El 8 de agosto tres maloneros subieron por las escalinatas del Poder Judicial blanco para encadenar las pieles mestizas al hormigón y hacer política con el cuerpo, una rareza en la Argentina que solo discute política con los nombres, en las urnas.

“La policía de Morales le tiró balas a las mujeres que estaban con sus niños en el corte de ruta. ¿Quién les saca esa imagen de su mente a esos niños? En la escuela nos enseñan que tenemos derechos ¿Dónde están esos derechos para nuestros hermanos? ¿Por qué no somos escuchados? ¿Dónde está la democracia? Venimos desde muy lejos y los jueces nos ignoran aunque estamos frente a ellos desde el primero de agosto. En la ruta tuvimos que derramar nuestra sangre por reclamar en voz alta lo que es nuestro, por defender nuestra tierra y nuestra agua. Pedimos que por favor caiga esta reforma inconstitucional y  podamos volver seguros a nuestras casas. Nos armaron causas, estamos arriesgando nuestras vidas por venir a Buenos Aires. Si volvemos a Jujuy sin una solución no sabemos lo que puede pasar con nosotros”, asegura Daiana integrante del Tercer Malón de la Paz.

 

 

El malón avanza, atraviesan calles céntricas atiborradas de autos, gente que mira extrañada esa demostración de argentinidad mestiza en la capital de los poderes, comerciantes que sonríen ante el desfile y policías que buscan el delito en las pieles oscuras, en las wiphalas de tantos colores que flamean no entre cerros que enmarcan al sol, sino entre edificios que tapan el sol.

Frente al Congreso, una de las sedes del poder que ha desoídos los reclamos y los cantos del Malón de la Paz  frena la caravana. Eloy Mamani, wiphala al cuello, habla a un megáfono:

"No vinimos a mendigar pan o comida, no vinimos a mendigar plata. Vinimos a defender nuestro territorio, porque así nos lo encomendaron nuestros abuelos y abuelas. Vinimos por el derecho a nuestro territorio, estamos acá exigiendo justicia para los pueblos originarios".

Siguen las voces y los cantos, las wiphalas y las cajas. La cuenta regresiva es precisa: faltan cuatro días para las elecciones. ¿Y cuánto falta para que algún poder escuche la bronca de siglos que arrastran las pieles mestizas del malón?

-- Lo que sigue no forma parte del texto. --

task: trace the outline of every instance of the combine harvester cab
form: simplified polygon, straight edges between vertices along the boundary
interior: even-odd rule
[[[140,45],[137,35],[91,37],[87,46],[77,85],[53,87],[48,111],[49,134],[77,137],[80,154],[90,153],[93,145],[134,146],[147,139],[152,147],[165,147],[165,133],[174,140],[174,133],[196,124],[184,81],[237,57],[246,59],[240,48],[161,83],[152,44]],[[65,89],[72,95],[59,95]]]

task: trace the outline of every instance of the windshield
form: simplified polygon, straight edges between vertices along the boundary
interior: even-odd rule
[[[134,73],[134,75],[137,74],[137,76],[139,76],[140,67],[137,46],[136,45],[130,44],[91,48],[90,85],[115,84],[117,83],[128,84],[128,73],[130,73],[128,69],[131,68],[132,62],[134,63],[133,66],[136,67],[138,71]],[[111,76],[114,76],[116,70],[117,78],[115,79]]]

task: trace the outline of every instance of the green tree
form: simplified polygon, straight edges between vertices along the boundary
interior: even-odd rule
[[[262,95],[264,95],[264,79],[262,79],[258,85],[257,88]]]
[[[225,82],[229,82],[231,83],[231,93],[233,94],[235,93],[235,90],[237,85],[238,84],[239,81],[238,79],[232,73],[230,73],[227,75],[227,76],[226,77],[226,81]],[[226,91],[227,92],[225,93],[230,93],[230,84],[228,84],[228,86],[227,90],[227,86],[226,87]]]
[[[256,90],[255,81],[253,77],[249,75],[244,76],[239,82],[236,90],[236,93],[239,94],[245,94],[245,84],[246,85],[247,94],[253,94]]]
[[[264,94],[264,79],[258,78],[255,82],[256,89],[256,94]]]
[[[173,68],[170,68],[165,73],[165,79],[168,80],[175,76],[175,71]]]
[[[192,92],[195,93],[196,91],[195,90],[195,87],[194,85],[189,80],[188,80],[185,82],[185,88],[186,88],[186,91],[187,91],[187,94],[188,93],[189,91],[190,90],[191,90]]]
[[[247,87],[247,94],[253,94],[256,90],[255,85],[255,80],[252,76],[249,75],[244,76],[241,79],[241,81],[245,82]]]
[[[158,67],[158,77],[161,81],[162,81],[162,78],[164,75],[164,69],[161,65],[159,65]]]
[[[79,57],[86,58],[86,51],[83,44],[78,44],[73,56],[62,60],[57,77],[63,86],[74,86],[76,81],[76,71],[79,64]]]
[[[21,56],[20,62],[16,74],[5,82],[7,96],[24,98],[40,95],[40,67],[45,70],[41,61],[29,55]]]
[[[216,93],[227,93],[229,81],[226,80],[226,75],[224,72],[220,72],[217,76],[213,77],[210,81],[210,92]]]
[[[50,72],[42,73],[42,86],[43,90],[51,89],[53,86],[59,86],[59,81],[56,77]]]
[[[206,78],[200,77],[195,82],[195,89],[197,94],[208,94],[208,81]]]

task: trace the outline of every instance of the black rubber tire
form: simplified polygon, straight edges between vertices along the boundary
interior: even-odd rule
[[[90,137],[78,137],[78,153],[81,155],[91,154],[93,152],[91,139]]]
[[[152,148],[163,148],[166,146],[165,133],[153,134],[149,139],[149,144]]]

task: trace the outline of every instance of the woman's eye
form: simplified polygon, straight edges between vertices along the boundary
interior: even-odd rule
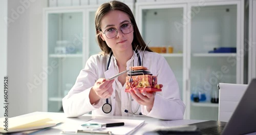
[[[116,29],[114,29],[114,28],[110,28],[109,29],[107,29],[106,30],[106,31],[108,31],[108,32],[112,32],[112,31],[115,31]]]
[[[123,24],[122,25],[122,26],[121,27],[122,28],[125,28],[125,27],[127,27],[128,26],[128,24]]]

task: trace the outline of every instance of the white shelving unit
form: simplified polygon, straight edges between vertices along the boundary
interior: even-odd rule
[[[49,57],[50,58],[76,58],[76,57],[82,57],[82,54],[52,54],[49,55]]]
[[[161,55],[179,83],[185,119],[217,120],[219,104],[210,102],[211,92],[218,82],[243,83],[244,6],[240,0],[136,3],[137,24],[148,46],[174,47],[174,54]],[[237,53],[207,53],[219,47],[236,48]],[[206,101],[191,101],[194,88]]]
[[[198,102],[196,103],[194,102],[191,102],[191,105],[194,106],[200,106],[200,107],[219,107],[219,104],[218,103],[211,103],[210,102]]]
[[[236,57],[237,53],[194,53],[194,57]]]
[[[166,57],[182,57],[183,54],[181,53],[170,53],[170,54],[161,54],[163,56]]]
[[[249,0],[248,37],[245,42],[248,43],[248,83],[252,78],[256,78],[256,1]]]

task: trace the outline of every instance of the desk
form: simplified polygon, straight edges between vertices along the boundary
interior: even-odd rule
[[[91,115],[84,115],[82,116],[68,118],[63,113],[49,112],[34,112],[18,117],[28,117],[33,115],[46,115],[53,120],[61,120],[63,123],[53,127],[49,129],[40,131],[35,134],[62,134],[60,132],[64,129],[76,129],[81,123],[94,118],[104,119],[124,119],[145,120],[145,124],[139,129],[133,132],[133,134],[142,134],[143,133],[153,130],[163,126],[172,126],[181,125],[189,124],[199,122],[202,120],[180,120],[175,121],[164,121],[151,117],[123,117],[123,116],[95,116]]]
[[[28,117],[33,115],[47,115],[50,118],[53,120],[61,120],[63,123],[51,127],[49,129],[40,131],[37,133],[33,134],[62,134],[60,131],[65,129],[76,129],[77,126],[80,126],[81,123],[94,118],[98,119],[124,119],[145,120],[145,124],[137,131],[133,132],[133,134],[142,134],[143,133],[154,130],[160,127],[166,126],[179,126],[186,124],[189,124],[200,122],[205,121],[204,120],[180,120],[174,121],[161,120],[151,117],[124,117],[124,116],[95,116],[91,115],[84,115],[82,116],[68,118],[67,118],[63,113],[49,112],[34,112],[19,116],[18,117]],[[256,132],[247,134],[248,135],[256,134]]]

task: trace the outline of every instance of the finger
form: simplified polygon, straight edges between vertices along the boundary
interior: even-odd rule
[[[140,92],[139,91],[138,88],[134,88],[133,90],[134,91],[135,94],[140,99],[142,100],[145,100],[147,99],[147,97],[144,96],[142,94],[140,93]]]
[[[134,93],[134,91],[131,88],[129,91],[129,93],[130,93],[131,95],[132,95],[132,97],[135,99],[135,100],[137,101],[137,100],[139,99],[139,97],[137,96],[137,95]]]
[[[147,97],[148,98],[151,98],[154,96],[153,93],[148,93],[145,89],[142,89],[141,93],[144,96]]]
[[[112,83],[114,81],[112,80],[106,80],[100,84],[99,84],[99,88],[101,89],[107,89],[112,86]]]

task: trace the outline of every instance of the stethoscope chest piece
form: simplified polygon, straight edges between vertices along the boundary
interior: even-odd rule
[[[109,103],[109,100],[106,99],[107,102],[106,103],[104,103],[102,106],[102,111],[105,114],[110,113],[112,110],[112,107],[111,105]]]

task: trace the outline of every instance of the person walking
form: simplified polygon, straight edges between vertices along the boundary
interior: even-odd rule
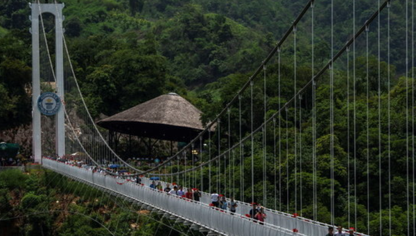
[[[328,227],[328,233],[325,236],[333,236],[333,227]]]
[[[166,187],[164,188],[164,190],[163,190],[164,192],[169,192],[169,191],[171,191],[171,185],[169,185],[168,183],[166,183]]]
[[[234,197],[232,197],[229,202],[228,203],[228,208],[229,208],[231,215],[234,215],[236,212],[237,206],[237,203],[234,201]]]
[[[200,192],[200,191],[198,188],[196,188],[195,191],[193,192],[193,201],[200,201],[200,198],[201,198],[201,193]]]
[[[220,207],[223,210],[227,210],[227,199],[225,199],[225,196],[223,194],[220,195]]]
[[[177,190],[177,196],[184,197],[185,195],[185,192],[184,191],[184,188],[182,186],[179,186],[179,190]]]
[[[192,190],[191,190],[191,188],[188,188],[188,190],[185,194],[185,197],[187,197],[188,199],[192,199],[193,197]]]
[[[173,195],[177,195],[177,186],[173,186],[173,189],[171,189],[168,193]]]
[[[219,197],[220,197],[220,196],[215,191],[214,192],[214,193],[212,194],[211,194],[211,203],[216,208],[218,207],[218,205],[219,205],[219,203],[218,203]]]
[[[260,210],[257,212],[254,218],[260,221],[260,224],[264,224],[264,219],[266,219],[266,214],[264,213],[264,208],[261,208]]]

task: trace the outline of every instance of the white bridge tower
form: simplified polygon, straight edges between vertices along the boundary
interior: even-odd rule
[[[39,23],[42,14],[48,12],[55,16],[55,68],[56,93],[64,100],[64,58],[63,58],[63,3],[46,4],[31,3],[32,15],[32,127],[33,127],[33,157],[35,161],[42,161],[42,134],[40,111],[37,107],[37,99],[40,96],[40,58]],[[62,156],[65,154],[65,127],[64,108],[61,107],[55,116],[55,152]]]

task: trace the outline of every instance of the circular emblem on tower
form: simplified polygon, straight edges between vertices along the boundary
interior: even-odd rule
[[[59,96],[55,93],[43,93],[37,98],[37,107],[39,111],[44,115],[55,115],[61,106]]]

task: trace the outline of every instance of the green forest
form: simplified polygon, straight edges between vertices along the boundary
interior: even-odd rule
[[[333,49],[336,53],[353,35],[354,26],[352,21],[352,1],[333,2],[336,12]],[[94,118],[103,114],[111,116],[162,94],[175,92],[200,109],[204,113],[202,122],[207,123],[248,81],[306,3],[304,0],[67,0],[64,1],[64,27],[81,91]],[[377,4],[374,1],[360,1],[356,4],[356,30],[376,8]],[[265,75],[261,72],[255,80],[252,114],[254,127],[264,121],[265,97],[266,116],[270,117],[293,96],[295,89],[302,89],[313,74],[330,60],[331,1],[315,1],[314,11],[313,66],[311,16],[307,13],[297,26],[296,48],[291,34],[282,46],[281,63],[278,64],[277,58],[273,57]],[[411,64],[413,60],[410,59],[406,75],[404,46],[406,34],[410,39],[414,31],[406,28],[404,20],[406,15],[404,1],[394,1],[390,12],[390,64],[388,61],[387,10],[385,9],[381,13],[380,61],[377,44],[379,26],[376,20],[370,25],[368,33],[368,60],[364,33],[356,41],[355,61],[350,48],[334,64],[333,125],[330,120],[331,86],[327,71],[317,82],[315,100],[310,87],[301,100],[297,99],[296,109],[292,105],[277,116],[274,125],[268,125],[266,181],[263,181],[261,174],[265,164],[263,161],[265,152],[263,136],[260,132],[254,136],[254,169],[259,170],[254,174],[254,185],[251,185],[251,179],[248,177],[251,174],[252,167],[249,141],[244,143],[247,161],[244,163],[243,172],[235,160],[233,161],[236,165],[227,165],[226,170],[226,174],[235,175],[236,179],[242,174],[246,176],[243,180],[244,192],[241,192],[243,189],[239,188],[239,180],[236,180],[235,188],[232,189],[229,185],[226,191],[236,196],[242,194],[246,202],[250,202],[252,190],[254,189],[254,200],[273,208],[277,200],[275,180],[281,178],[284,186],[281,192],[284,197],[282,203],[278,203],[278,208],[289,209],[290,213],[297,210],[303,217],[313,218],[312,192],[315,183],[319,192],[317,220],[329,223],[332,170],[330,163],[333,156],[335,224],[342,224],[345,228],[352,226],[363,233],[368,230],[372,235],[406,235],[408,220],[410,229],[416,227],[413,224],[416,206],[414,202],[408,203],[408,189],[410,200],[416,194],[415,179],[412,177],[415,170],[415,151],[412,147],[416,135],[413,126],[415,81],[412,76],[415,67]],[[6,0],[0,3],[0,98],[2,98],[0,131],[17,129],[28,125],[31,121],[30,12],[27,1]],[[408,45],[410,50],[410,42]],[[294,53],[296,53],[296,68]],[[353,65],[356,69],[354,80]],[[250,89],[247,89],[241,96],[243,137],[251,132],[250,99]],[[224,137],[228,134],[233,142],[239,140],[239,113],[238,102],[233,104],[230,109],[230,125],[233,131],[231,134],[226,130],[227,118],[222,118],[221,125],[224,125],[220,131],[222,151],[227,147],[228,140]],[[276,124],[280,127],[275,129]],[[278,142],[274,142],[276,131],[280,134]],[[214,134],[213,153],[218,152],[216,138],[218,136]],[[279,147],[277,154],[275,149],[276,145]],[[24,154],[30,155],[30,149],[26,150]],[[315,183],[312,174],[313,153],[317,160],[318,176]],[[302,172],[300,171],[300,162],[297,159],[300,154],[302,158]],[[276,161],[277,156],[281,157],[280,163]],[[225,165],[225,161],[221,165]],[[175,172],[184,167],[171,168]],[[295,169],[297,172],[294,171]],[[216,167],[213,167],[212,172],[216,173],[212,176],[214,180],[211,183],[212,186],[216,186],[218,181],[224,189],[225,174],[218,174]],[[356,172],[355,179],[352,178],[354,172]],[[280,175],[277,176],[279,173]],[[209,183],[207,167],[202,174],[203,180],[197,180],[207,186]],[[51,176],[60,181],[47,185],[45,179]],[[302,199],[302,208],[300,208],[297,202],[297,209],[295,209],[295,198],[292,194],[295,179],[299,181],[301,176],[302,195],[299,194],[297,201]],[[406,179],[408,176],[410,179]],[[353,183],[354,181],[356,185]],[[136,220],[137,214],[123,210],[122,206],[127,203],[121,199],[109,200],[109,197],[98,190],[92,191],[89,197],[77,196],[84,192],[68,190],[67,188],[71,185],[75,185],[73,181],[47,171],[28,174],[0,172],[0,219],[12,219],[12,228],[17,230],[12,231],[13,235],[39,235],[40,230],[42,235],[107,235],[108,231],[101,224],[115,233],[126,235],[153,235],[157,230],[161,234],[168,232],[167,235],[170,230],[164,226],[159,228],[158,226],[162,224],[148,219],[149,215],[146,212]],[[371,188],[367,192],[368,186]],[[264,187],[268,190],[267,203],[263,202]],[[356,192],[354,192],[354,188]],[[381,206],[379,201],[380,190]],[[291,192],[288,201],[286,192]],[[93,197],[94,194],[97,197]],[[101,195],[103,196],[98,197]],[[390,219],[389,198],[391,199]],[[58,199],[66,199],[66,202],[60,205],[57,201],[62,200]],[[93,199],[107,203],[103,209],[98,209]],[[368,199],[371,200],[370,208]],[[71,204],[71,201],[76,204]],[[130,210],[132,208],[125,206]],[[45,209],[51,213],[28,214]],[[59,209],[83,212],[83,215],[81,217],[76,214],[63,213]],[[103,214],[97,215],[100,211]],[[18,217],[25,214],[27,215],[24,217]],[[382,232],[379,231],[381,215]],[[357,221],[356,225],[351,223],[354,221]],[[7,222],[0,220],[0,227],[6,227]],[[117,222],[120,225],[113,225]],[[130,224],[134,222],[138,222],[139,230],[126,233],[128,229],[131,230]],[[19,227],[25,230],[17,230]]]

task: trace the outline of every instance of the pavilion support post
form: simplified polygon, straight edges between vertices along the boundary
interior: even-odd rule
[[[173,156],[173,141],[171,140],[171,156]]]

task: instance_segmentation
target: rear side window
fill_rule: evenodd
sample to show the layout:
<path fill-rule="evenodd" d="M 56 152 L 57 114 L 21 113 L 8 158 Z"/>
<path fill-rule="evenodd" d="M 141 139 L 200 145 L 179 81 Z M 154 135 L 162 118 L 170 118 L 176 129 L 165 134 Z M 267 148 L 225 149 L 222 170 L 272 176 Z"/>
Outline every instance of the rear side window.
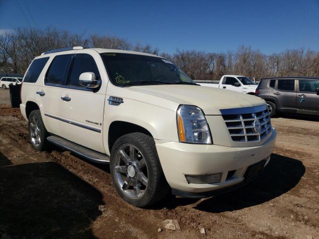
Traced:
<path fill-rule="evenodd" d="M 69 85 L 82 87 L 79 83 L 79 78 L 84 72 L 93 72 L 95 74 L 95 78 L 100 80 L 100 73 L 93 58 L 87 54 L 77 54 L 71 71 Z"/>
<path fill-rule="evenodd" d="M 233 77 L 226 77 L 225 79 L 225 85 L 231 85 L 232 86 L 235 85 L 235 83 L 238 82 L 236 79 Z"/>
<path fill-rule="evenodd" d="M 28 71 L 25 73 L 23 82 L 35 83 L 41 74 L 41 72 L 43 69 L 43 67 L 49 60 L 49 58 L 43 57 L 43 58 L 36 59 L 32 61 Z"/>
<path fill-rule="evenodd" d="M 284 91 L 295 90 L 295 80 L 278 80 L 277 89 Z"/>
<path fill-rule="evenodd" d="M 317 92 L 319 88 L 319 81 L 314 80 L 299 80 L 299 91 L 304 92 Z"/>
<path fill-rule="evenodd" d="M 64 85 L 67 79 L 72 54 L 56 56 L 52 61 L 46 73 L 45 84 Z"/>

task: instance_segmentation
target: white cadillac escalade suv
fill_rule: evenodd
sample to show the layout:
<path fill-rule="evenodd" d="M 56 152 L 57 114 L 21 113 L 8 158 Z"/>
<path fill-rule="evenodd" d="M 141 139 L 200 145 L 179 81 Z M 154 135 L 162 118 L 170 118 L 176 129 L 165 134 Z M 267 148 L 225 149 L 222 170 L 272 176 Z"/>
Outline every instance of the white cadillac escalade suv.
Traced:
<path fill-rule="evenodd" d="M 119 194 L 146 207 L 238 188 L 268 163 L 276 131 L 264 100 L 197 85 L 163 57 L 74 47 L 36 57 L 22 114 L 38 150 L 52 143 L 110 164 Z"/>

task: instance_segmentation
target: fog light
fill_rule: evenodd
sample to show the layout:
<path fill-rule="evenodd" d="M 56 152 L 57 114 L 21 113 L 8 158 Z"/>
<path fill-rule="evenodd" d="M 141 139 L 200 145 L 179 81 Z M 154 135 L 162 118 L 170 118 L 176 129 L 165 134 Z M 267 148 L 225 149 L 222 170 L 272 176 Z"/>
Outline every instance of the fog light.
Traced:
<path fill-rule="evenodd" d="M 220 182 L 221 173 L 210 175 L 185 175 L 188 183 L 203 184 L 205 183 L 216 183 Z"/>

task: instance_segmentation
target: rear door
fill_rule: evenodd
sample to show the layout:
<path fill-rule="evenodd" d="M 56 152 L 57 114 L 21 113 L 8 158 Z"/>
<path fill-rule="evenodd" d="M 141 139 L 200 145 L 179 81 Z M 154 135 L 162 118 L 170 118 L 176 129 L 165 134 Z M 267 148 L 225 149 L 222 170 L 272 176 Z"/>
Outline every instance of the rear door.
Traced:
<path fill-rule="evenodd" d="M 235 83 L 239 83 L 240 86 L 235 86 Z M 229 90 L 233 91 L 237 91 L 238 92 L 242 92 L 241 83 L 239 82 L 235 77 L 231 77 L 229 76 L 225 76 L 222 84 L 220 85 L 220 88 L 225 89 L 226 90 Z"/>
<path fill-rule="evenodd" d="M 44 95 L 39 97 L 43 105 L 43 119 L 47 130 L 57 135 L 64 135 L 66 123 L 58 119 L 62 115 L 64 102 L 61 100 L 67 81 L 73 54 L 54 57 L 44 76 L 44 85 L 37 90 Z"/>
<path fill-rule="evenodd" d="M 279 110 L 295 113 L 297 105 L 297 80 L 291 79 L 278 79 L 271 96 L 276 98 Z"/>
<path fill-rule="evenodd" d="M 319 80 L 298 80 L 297 113 L 319 115 L 319 95 L 316 89 L 319 88 Z"/>

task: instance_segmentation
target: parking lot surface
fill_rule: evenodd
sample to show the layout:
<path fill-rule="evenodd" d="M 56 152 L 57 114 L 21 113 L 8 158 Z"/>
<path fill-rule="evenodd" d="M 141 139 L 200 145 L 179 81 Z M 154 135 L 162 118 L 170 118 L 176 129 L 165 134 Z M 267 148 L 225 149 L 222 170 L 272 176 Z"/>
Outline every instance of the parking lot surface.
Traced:
<path fill-rule="evenodd" d="M 318 118 L 272 119 L 275 151 L 247 186 L 199 200 L 169 196 L 141 209 L 117 195 L 108 166 L 53 146 L 33 150 L 9 103 L 0 89 L 0 238 L 319 238 Z M 164 229 L 165 219 L 181 230 Z"/>

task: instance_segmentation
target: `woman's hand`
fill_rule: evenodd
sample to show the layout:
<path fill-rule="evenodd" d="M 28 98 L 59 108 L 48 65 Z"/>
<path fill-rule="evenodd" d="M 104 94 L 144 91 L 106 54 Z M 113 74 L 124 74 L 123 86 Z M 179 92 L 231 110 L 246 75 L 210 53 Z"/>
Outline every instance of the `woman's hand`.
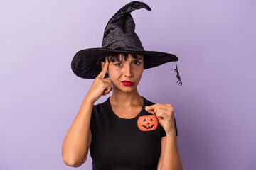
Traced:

“La reforma no solo afecta a las comunidades, sino que es un atropello a todo el pueblo jujeño, docentes, gremios, vecinos comunes y organizaciones sociales. Despues de aprobar la reforma vino una cascada interminable de violencia que dejó más de 600 heridos y dos hermanos que perdieron la vista. No es verdad que estamos pidiendo plata porque es la tierra la que nos da trabajo y Gerardo Morales no para de mentir”, denuncia Silvia Duran.